Race week the perfect hook for lovely Listowel
Today's column is a tale of attempted murder, disaster, sex, prison breaks, blood sports, birth and death. Aside from that there isn't really that much in it. And all of the above happened in the same place, under The Island Bridge. The Bridge crosses the Feale at the splendidly restored castle and leads to Listowel Races, which starts tomorrow.
My grandfather was a small boy when the bridge collapsed under him and hundreds of others. Amazingly there were no injuries.
We spent our summers there netting tiny eels, roasting stolen spuds in driftwood fires, skinning the cat and ducking mass. It's a special place.

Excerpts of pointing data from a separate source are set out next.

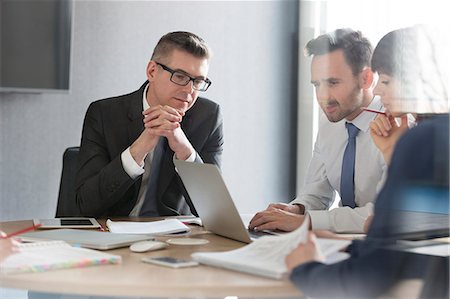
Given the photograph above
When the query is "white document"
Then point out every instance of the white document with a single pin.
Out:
(162, 227)
(265, 256)
(54, 255)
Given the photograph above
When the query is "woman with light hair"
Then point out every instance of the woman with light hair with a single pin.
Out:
(412, 79)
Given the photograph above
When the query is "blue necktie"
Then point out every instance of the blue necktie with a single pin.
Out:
(150, 205)
(348, 168)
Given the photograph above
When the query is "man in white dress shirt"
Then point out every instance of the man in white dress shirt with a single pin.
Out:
(343, 81)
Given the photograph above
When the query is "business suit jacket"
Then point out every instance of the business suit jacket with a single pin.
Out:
(420, 157)
(103, 188)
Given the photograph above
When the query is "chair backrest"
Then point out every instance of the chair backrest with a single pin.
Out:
(66, 199)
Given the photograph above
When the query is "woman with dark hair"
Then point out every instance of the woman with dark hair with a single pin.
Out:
(412, 80)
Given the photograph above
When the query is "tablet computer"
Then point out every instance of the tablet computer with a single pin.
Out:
(67, 222)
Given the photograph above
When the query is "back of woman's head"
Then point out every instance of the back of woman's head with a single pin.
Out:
(418, 59)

I was walking across Brooklyn Bridge with my cousin Jim one time and he said 'What I wouldn't give to swap this for The Island Bridge.'
I accompanied my good pal and famed fisherman Mark Loughnane to the bridge during his lunch break from Ned O Sullivan's, who sponsor the best dressed man at the races. Chique Boutique sponsor the generous ladies prize on Friday.
There's a concrete step under the middle isle of the bridge and the salmon were finding it difficult to negotiate the obstacle. Several head-butted the lip. Maybe the Greens will make it mandatory for salmon to wear crash helmets. More hit the edge and fell like tired horses at the last.
Some got over the jump only to get pushed back by the speeding waters on their mad dash. Then two salmon jumped the fence together and swam maniacally half-in, half-out of the water through the shallow rapids under the isle. They made it. Many more clever navigators took an easier route through the other isles and you could see their slender black fins cutting through the surging Feale.
A hunter heron with the wing span of a plane and flower stems for legs flew over looking for exhausted fish. Usually they stand as motionless as the umpires in the Louth-Meath Leinster final, but the water was too fast.
Further up the river at the butt of Tae Lane a fat otter was taking a break in the sun. The water here is clean now thanks to a major sewage scheme, but that wasn't always the case.
I fell into the untreated sewage here when I as a kid and had to make the short walk up home covered in excrement. The lads were in tears of laughter and so was I, real ones. Doctor Johnny gave me a tetanus shot. And a half crown.
Dr Johnny was an Irish champion boxer and played rugby for Trinity. He came up for honourable mention last weekend when Listowel RFC held their 110th anniversary celebrations. It was supposed to be the 100th but then it was discovered the club was 10 years older than we first thought.
The weekend was a marvellous and superbly well-organised affair with choirs, suckling pigs, pandy and a presentation to the Sexton family, five of whom have played representative rugby. Jonathan accepted a scroll from Dick Spring on behalf of the family and made a lovely speech.
Okay, okay I'm getting to the murder and the sex bit, but we must finish the fishing first. Mark is an expert. Graceful of cast, like he was tossing flowers on the Ganges, he follows through like Harrington, but Mark failed to catch a fish with his unique flying lure. The salmon, he moaned, were too busy concentrating on the urge to get up the river to the spawning pools. Life and death. Fishermen always have some excuse. It's too bright, or the water is too low. They're worse than football managers.
He did tell me of the prison break duck that escaped from our Farmers' Market. The duck was being sold as an egg layer, but snuck away through the opened cage and made for the Island Bridge where she fell in with her wild cousins. She's still there, to your left as you pass over the bridge on your way to the races. I'm told some eejit tried to shoot her. Will ye let her alone. That duck could be our Fungi.
I realise there are more plugs in this piece than a sink factory, but this Guinness-sponsored feast is easily the best race meeting in Ireland. Millions are spent by HRI on the Dublin tracks, but the people love Listowel.
There will be up to 25,000 here on the big days. I've been to huge prize money days near Dublin when you'd nearly get more at a Donkey Derby on the beach at Ventry.
Our racing chiefs should realise Listowel is box office and support us accordingly.
HRI Marketing manager Tamso Doyle does a very good job for us, with the resources she is allocated. We try to be fair.
We are desperate to show you the real Listowel. A town populated, mostly, by caring, hospitable people, who will make you oh so welcome.
We welcomed Mick Lally to our town a few weeks ago. It was then we had our last drink. Mick was such a decent man and he performed my fathers' work as it was meant to be.
Michael Scott was his producer on that last visit.
I told Mick I was having fierce trouble with a play I was asked to write. Michael was listening in and helpfully advised I should collaborate with someone or other on Skype.
Mick looked up from his pint with one eye cocked over towards Michael and said, "Billy, wouldn't the father have written some great plays if he had that oul Skype."